Trouble With Crosswind Landing
Crosswind landings are one of the more challenging skills in the private pilot curriculum. To consistently land properly in a crosswind, a pilot must understand all of the forces acting on the aircraft, and how to counter them. When flying the aircraft on final approach with a prevailing crosswind, the first thing a pilot notices is that he or she must crab the aircraft into the wind in order to maintain a ground track that aligns with the runway. Of course, the aircraft cannot land with a crab, it’s longitudinal axis must be oriented parallel to the runway before touchdown. To do otherwise would put excess stress on the aircraft’s landing gear and tires while making the aircraft difficult to control.
Once the aircraft is on short final, the pilot must begin the process of correcting for the crosswind. The first step is to apply rudder align the aircraft’s longitudinal axis with the runway. Once the nose of the aircraft is pointing straight down the centerline, the aircraft will begin to drift downwind.
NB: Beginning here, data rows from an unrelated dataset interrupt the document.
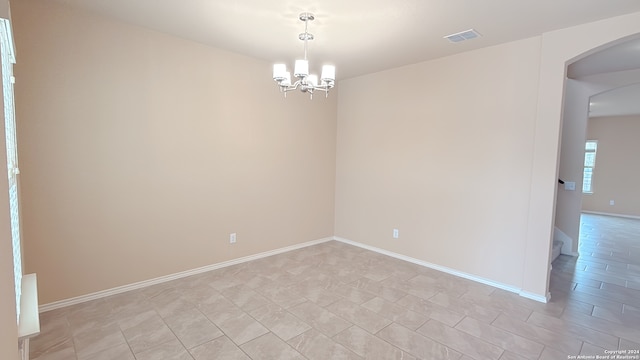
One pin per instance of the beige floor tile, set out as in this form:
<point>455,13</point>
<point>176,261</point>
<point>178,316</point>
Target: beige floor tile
<point>148,334</point>
<point>245,297</point>
<point>96,340</point>
<point>220,309</point>
<point>242,328</point>
<point>416,344</point>
<point>287,297</point>
<point>466,306</point>
<point>316,346</point>
<point>359,315</point>
<point>219,349</point>
<point>62,351</point>
<point>433,311</point>
<point>368,346</point>
<point>280,321</point>
<point>172,350</point>
<point>319,318</point>
<point>192,328</point>
<point>281,295</point>
<point>201,295</point>
<point>120,352</point>
<point>396,313</point>
<point>377,289</point>
<point>352,294</point>
<point>270,347</point>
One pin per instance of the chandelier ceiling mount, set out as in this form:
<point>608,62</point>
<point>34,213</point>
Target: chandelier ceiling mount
<point>306,82</point>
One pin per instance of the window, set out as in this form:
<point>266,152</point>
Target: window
<point>590,148</point>
<point>7,58</point>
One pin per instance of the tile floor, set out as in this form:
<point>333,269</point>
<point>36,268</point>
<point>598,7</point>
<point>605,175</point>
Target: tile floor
<point>335,301</point>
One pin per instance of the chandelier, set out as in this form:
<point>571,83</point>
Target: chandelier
<point>306,82</point>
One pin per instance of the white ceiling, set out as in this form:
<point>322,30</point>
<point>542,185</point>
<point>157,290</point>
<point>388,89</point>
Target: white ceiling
<point>617,69</point>
<point>366,36</point>
<point>358,36</point>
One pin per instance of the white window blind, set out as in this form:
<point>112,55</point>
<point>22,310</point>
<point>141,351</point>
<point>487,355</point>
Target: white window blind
<point>590,149</point>
<point>8,59</point>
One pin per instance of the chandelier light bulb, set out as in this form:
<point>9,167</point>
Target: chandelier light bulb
<point>301,69</point>
<point>279,72</point>
<point>328,73</point>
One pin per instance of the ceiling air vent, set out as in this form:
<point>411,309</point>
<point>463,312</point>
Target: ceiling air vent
<point>463,35</point>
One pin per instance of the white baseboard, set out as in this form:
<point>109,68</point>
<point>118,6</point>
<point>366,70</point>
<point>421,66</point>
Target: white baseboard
<point>567,241</point>
<point>447,270</point>
<point>611,214</point>
<point>162,279</point>
<point>536,297</point>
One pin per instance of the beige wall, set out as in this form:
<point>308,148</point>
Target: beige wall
<point>617,165</point>
<point>420,132</point>
<point>558,49</point>
<point>140,153</point>
<point>574,130</point>
<point>121,167</point>
<point>8,326</point>
<point>442,151</point>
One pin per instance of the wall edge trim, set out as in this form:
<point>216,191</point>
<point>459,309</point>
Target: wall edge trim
<point>611,214</point>
<point>447,270</point>
<point>145,283</point>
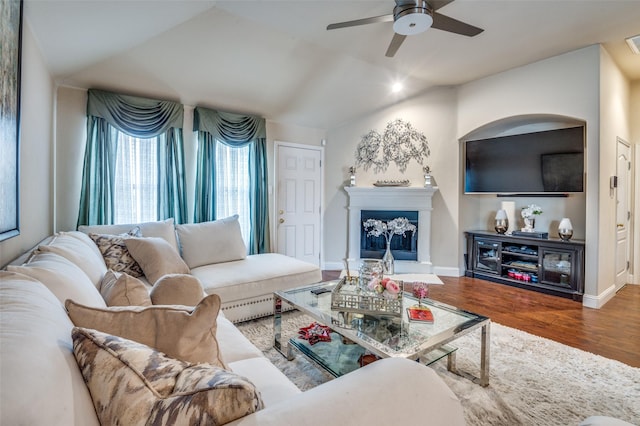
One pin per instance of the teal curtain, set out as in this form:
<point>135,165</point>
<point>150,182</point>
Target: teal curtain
<point>108,113</point>
<point>234,130</point>
<point>205,208</point>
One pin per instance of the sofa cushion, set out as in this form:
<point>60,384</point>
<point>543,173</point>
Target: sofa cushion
<point>115,253</point>
<point>187,333</point>
<point>62,277</point>
<point>274,386</point>
<point>177,289</point>
<point>256,275</point>
<point>76,250</point>
<point>211,242</point>
<point>234,344</point>
<point>162,229</point>
<point>133,384</point>
<point>40,383</point>
<point>120,289</point>
<point>156,257</point>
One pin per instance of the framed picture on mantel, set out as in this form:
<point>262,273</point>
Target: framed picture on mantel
<point>10,65</point>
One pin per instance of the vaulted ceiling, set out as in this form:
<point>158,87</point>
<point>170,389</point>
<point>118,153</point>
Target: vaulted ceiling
<point>276,59</point>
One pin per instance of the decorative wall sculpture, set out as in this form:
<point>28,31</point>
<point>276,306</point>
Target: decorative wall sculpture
<point>399,143</point>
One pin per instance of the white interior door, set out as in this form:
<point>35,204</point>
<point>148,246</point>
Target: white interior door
<point>623,212</point>
<point>298,201</point>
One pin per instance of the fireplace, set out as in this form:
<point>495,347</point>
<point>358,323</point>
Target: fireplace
<point>414,252</point>
<point>402,247</point>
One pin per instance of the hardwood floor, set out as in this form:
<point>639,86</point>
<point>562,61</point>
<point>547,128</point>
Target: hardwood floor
<point>612,331</point>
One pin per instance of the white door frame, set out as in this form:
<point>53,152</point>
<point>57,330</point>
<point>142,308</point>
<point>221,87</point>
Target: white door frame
<point>629,224</point>
<point>276,147</point>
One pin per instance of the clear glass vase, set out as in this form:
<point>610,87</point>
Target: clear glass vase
<point>370,270</point>
<point>388,260</point>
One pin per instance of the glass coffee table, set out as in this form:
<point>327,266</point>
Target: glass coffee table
<point>379,334</point>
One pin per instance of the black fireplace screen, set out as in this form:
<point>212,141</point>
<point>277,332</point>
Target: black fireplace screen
<point>402,248</point>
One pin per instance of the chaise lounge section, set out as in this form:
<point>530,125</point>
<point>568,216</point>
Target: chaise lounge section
<point>61,365</point>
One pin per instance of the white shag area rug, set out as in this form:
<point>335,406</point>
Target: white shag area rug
<point>533,381</point>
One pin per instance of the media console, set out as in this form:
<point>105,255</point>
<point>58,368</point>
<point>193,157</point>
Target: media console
<point>549,266</point>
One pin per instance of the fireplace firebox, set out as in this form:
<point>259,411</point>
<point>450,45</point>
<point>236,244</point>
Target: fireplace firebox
<point>402,247</point>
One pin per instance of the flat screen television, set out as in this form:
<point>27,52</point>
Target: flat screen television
<point>546,162</point>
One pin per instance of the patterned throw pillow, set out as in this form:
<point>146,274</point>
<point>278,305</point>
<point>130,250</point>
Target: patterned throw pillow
<point>115,253</point>
<point>133,384</point>
<point>120,289</point>
<point>186,333</point>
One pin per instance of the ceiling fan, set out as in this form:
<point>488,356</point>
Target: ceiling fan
<point>412,17</point>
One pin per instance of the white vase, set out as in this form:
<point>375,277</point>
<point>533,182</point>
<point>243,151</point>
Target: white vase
<point>502,222</point>
<point>529,224</point>
<point>565,229</point>
<point>388,260</point>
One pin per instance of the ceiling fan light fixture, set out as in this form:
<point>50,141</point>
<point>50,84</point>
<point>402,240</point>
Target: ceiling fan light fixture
<point>412,21</point>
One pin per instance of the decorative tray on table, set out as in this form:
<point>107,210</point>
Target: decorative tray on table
<point>392,183</point>
<point>348,297</point>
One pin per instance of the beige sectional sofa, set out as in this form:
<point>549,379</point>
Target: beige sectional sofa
<point>49,377</point>
<point>216,255</point>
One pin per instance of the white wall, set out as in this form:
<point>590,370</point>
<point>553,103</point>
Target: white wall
<point>36,117</point>
<point>635,140</point>
<point>434,115</point>
<point>615,110</point>
<point>71,132</point>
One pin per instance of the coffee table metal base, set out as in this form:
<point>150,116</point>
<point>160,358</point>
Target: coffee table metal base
<point>428,357</point>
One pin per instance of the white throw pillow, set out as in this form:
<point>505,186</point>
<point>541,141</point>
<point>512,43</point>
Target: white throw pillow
<point>162,229</point>
<point>79,253</point>
<point>211,242</point>
<point>62,277</point>
<point>40,383</point>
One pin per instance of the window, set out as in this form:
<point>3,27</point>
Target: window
<point>136,180</point>
<point>232,185</point>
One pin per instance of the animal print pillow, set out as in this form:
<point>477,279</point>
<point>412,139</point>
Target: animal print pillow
<point>115,253</point>
<point>133,384</point>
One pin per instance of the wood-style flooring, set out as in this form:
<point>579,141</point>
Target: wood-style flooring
<point>612,331</point>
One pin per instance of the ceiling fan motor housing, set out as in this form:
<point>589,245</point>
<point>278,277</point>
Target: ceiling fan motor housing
<point>412,17</point>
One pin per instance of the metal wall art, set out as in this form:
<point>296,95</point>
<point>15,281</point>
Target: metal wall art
<point>399,143</point>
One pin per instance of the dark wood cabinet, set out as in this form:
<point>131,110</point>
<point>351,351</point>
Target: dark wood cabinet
<point>550,266</point>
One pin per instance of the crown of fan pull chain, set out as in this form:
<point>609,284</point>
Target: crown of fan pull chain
<point>412,20</point>
<point>413,17</point>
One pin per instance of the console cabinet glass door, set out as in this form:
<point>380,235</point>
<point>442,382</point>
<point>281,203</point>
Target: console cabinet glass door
<point>558,267</point>
<point>487,256</point>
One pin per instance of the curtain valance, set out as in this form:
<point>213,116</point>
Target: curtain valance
<point>138,117</point>
<point>228,127</point>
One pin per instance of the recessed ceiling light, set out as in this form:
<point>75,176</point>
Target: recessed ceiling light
<point>634,44</point>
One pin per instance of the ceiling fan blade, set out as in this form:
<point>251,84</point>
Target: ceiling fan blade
<point>396,41</point>
<point>444,23</point>
<point>437,4</point>
<point>364,21</point>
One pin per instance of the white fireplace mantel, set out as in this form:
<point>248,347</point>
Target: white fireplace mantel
<point>392,198</point>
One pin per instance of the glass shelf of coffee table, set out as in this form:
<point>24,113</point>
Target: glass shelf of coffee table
<point>386,336</point>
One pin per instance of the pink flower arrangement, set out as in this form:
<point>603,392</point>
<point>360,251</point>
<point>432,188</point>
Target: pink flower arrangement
<point>386,287</point>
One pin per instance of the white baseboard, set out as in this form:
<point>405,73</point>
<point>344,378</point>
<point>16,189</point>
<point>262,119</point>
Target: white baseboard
<point>597,302</point>
<point>445,271</point>
<point>333,266</point>
<point>448,271</point>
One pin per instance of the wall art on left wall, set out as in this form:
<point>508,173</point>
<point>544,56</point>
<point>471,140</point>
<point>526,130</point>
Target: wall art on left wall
<point>10,67</point>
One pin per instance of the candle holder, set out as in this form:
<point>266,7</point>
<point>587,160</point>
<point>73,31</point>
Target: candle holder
<point>565,229</point>
<point>502,222</point>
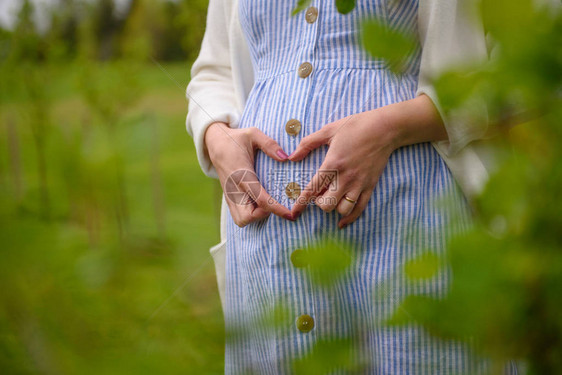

To correct for this, use
aileron to bank the aircraft into the wind. Once the pilot has corrected for drift, the combination of aileron and rudder inputs will create substantial additional drag. Again, the pilot must correct for the aerodynamic changes inherent in this new configuration. In order to maintain the proper airspeed and glide path, it will be necessary to gently apply additional power.
As the aircraft enters ground effect, the surface of the earth will generate friction, reducing the effective crosswind. The pilot will need to reduce rudder slightly in order to compensate. At the same time, the pilot must reduce power and flare just as he or she would during a normal landing. The upwind wheel should touch down first, followed by the downwind wheel. The nose wheel should touch down gently after the two main wheels are on the runway.
There are two other things to consider when preparing for a crosswind landing. First, you should know your aircraft’s maximum demonstrated crosswind component. This information is available in the Pilot’s Operating Handbook (POH) of all aircraft. This figure represents the best efforts of the manufacturer’s test pilot during the certification process, and not all pilots will be able to safely match this performance. Another thing to consider is a technique that will help you to land in a strong crosswind; using less than full flaps.
Adding full flaps will contribute to the increased drag presented by both the rudder and aileron inputs. Full flaps will also make the aircraft more susceptible to the influence of the crosswind, requiring additional control inputs. It is for this reason that pilots will reduce flap inputs in a strong crosswind, in accordance with the aircraft’s POH.
By properly correcting for crosswind conditions, private pilots can safely land their aircraft while demonstrating their knowledge of the forces involved and how to correct for them.
That’s the much we can take on the topic “Mastering The Crosswind Landing | Trouble With Crosswind Landing”.